ACEN announced that its consolidated revenues for 2022 grew by 35% to P35.2 billion, mainly due to contributions from new Philippine merchant plants for the entire year. The consolidated net income for the year was P13.1 billion, which included P8.6 billion of net impact from revaluation gains due to its full acquisition of the Australia platform. However, the figure also included provisions for the voiding of the Philippine Electricity Market Corporation’s (PEMC) Administered/Regulated Pricing (ARP) regime by a Supreme Court decision, as well as for the Lac Hoa and Hoao Dong Wind project in Vietnam.

Regarding Ayala’s emerging businesses, AC Health reported a net income of P229 million, which was attributed mainly to improved performance of its pharma and clinic units. Additionally, a remeasurement gain from its stake in IE Medica contributed to the positive result. Meanwhile, AC Logistics focused on expanding its operations beyond last-mile delivery and integrating the assets of Entrego and AIR21 Holdings, Inc. to enhance operational efficiency and improve the customer experience.
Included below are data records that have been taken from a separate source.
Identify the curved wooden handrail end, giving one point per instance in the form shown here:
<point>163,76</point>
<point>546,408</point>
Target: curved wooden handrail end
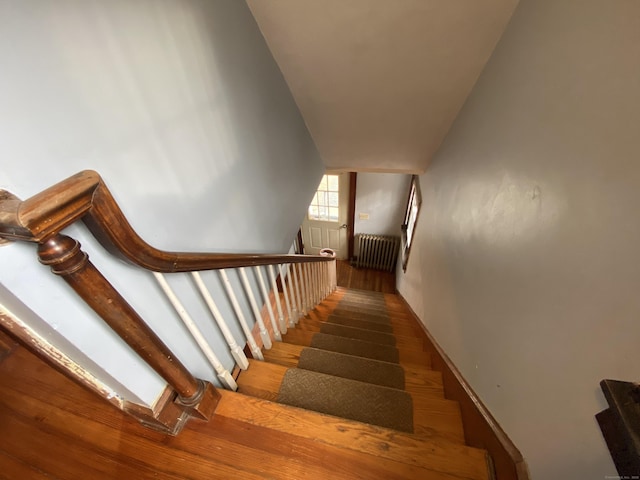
<point>84,196</point>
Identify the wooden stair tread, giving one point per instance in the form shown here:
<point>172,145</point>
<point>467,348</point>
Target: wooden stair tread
<point>434,454</point>
<point>416,378</point>
<point>413,343</point>
<point>432,412</point>
<point>300,337</point>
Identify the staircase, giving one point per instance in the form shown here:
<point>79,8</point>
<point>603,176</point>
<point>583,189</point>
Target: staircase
<point>357,366</point>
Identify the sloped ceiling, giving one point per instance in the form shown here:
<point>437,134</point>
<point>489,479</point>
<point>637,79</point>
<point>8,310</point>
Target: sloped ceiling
<point>379,82</point>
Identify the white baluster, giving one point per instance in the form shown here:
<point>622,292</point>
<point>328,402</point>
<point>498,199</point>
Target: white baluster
<point>284,279</point>
<point>313,284</point>
<point>318,282</point>
<point>267,302</point>
<point>264,335</point>
<point>274,287</point>
<point>253,346</point>
<point>223,374</point>
<point>334,275</point>
<point>295,304</point>
<point>325,279</point>
<point>236,352</point>
<point>297,276</point>
<point>308,286</point>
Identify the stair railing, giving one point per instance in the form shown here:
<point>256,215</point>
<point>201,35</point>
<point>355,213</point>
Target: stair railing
<point>305,280</point>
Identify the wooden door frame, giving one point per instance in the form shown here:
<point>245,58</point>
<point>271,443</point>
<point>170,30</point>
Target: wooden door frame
<point>351,213</point>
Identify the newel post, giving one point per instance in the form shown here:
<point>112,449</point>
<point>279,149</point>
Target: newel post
<point>63,254</point>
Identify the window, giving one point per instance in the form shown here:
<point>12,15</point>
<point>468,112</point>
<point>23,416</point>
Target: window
<point>410,219</point>
<point>324,206</point>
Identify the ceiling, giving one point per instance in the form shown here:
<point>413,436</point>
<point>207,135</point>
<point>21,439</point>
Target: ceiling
<point>379,82</point>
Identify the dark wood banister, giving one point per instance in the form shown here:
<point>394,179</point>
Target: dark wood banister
<point>84,196</point>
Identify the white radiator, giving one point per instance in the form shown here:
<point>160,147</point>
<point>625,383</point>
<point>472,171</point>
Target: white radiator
<point>378,252</point>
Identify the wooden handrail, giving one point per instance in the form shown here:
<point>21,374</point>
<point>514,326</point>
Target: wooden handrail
<point>84,196</point>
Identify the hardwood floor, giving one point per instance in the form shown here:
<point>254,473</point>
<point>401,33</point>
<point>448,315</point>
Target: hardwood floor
<point>52,428</point>
<point>365,279</point>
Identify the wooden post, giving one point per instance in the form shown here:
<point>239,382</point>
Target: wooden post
<point>64,256</point>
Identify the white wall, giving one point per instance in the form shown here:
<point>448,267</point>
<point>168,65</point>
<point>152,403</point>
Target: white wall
<point>181,108</point>
<point>525,266</point>
<point>383,196</point>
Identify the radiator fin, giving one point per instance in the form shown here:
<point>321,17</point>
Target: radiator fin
<point>378,252</point>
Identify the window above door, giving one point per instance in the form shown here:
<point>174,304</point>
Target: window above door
<point>325,203</point>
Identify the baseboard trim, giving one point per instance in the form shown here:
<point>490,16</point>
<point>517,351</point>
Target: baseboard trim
<point>481,429</point>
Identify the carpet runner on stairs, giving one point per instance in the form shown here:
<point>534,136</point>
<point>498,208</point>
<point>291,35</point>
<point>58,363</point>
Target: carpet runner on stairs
<point>351,369</point>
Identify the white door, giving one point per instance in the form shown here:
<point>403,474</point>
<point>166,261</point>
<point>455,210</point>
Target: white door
<point>325,225</point>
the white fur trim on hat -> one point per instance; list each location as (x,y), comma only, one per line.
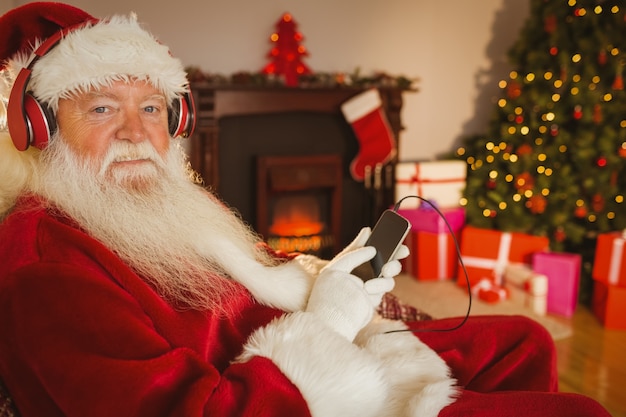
(113,49)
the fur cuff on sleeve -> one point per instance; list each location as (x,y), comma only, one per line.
(335,377)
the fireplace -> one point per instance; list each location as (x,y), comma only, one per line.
(298,204)
(266,150)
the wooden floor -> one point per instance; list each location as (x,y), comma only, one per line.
(593,362)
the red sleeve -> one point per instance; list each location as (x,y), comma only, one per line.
(80,345)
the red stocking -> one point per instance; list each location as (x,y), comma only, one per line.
(376,142)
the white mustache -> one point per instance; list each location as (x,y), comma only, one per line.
(126,151)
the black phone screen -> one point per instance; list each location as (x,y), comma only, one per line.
(388,234)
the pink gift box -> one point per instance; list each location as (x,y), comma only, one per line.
(427,219)
(563,272)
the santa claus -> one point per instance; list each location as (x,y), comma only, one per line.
(127,289)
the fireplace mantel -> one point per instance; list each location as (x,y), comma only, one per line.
(237,126)
(216,102)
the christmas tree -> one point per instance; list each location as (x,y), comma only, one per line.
(287,52)
(553,161)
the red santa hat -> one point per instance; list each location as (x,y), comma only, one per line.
(90,53)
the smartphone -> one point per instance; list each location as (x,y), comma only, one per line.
(387,236)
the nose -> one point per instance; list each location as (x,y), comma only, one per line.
(131,128)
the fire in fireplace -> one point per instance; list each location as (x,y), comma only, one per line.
(299,203)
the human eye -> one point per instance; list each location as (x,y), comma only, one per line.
(100,109)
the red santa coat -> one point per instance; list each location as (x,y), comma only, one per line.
(83,335)
(87,336)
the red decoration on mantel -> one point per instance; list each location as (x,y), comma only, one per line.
(287,52)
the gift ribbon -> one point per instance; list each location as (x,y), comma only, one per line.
(416,179)
(616,260)
(497,265)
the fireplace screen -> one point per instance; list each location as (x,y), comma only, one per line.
(299,203)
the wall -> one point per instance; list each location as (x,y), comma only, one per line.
(455,47)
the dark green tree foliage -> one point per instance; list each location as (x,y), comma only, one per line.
(553,160)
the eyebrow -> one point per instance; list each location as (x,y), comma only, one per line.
(100,94)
In 2022, Ayala’s group capital expenditures (capex) amounted to P280.3 billion, marking a 24% increase from the previous year. This was mainly driven by investments made by Ayala Land, Globe, and ACEN. For 2023, Ayala has allocated P264 billion for group capex, of which P19.4 billion is expected to come from the parent company to support investment opportunities

During the same meeting, the stockholders re-elected to Ayala Corporation’s board of directors Jaime Augusto Zobel de Ayala (JAZA), Cezar “Bong” Consing, Delfin Lazaro, Mercedita Nolledo and independent directors Rizalina Mantaring, Cesar Purisima and Chua Sock Koong.

Meanwhile, Ayala Corporation’s proposed P20 billion follow-on offering and re-issuance of class A preferred shares have been approved by the Philippine Stock Exchange. The company is offering 4 million class A preferred shares with an oversubscription option of up to 4 million shares at P2,500 per share, which will be listed and traded on the Main Board of the PSE after approval. The preferred shares will have an initial dividend rate of 6.3587 percent based on the simple average of the five-year BVAL reference rates for April 28, May 2, and May 3, 2023, plus a spread of 40 basis points.

Ayala Corporation disclosed that the net proceeds from the offering will be used to refinance certain Philippine Peso-denominated bonds and short-term loans, partially fund capital expenditures, and refinance callable preferred “B” shares due in 2023.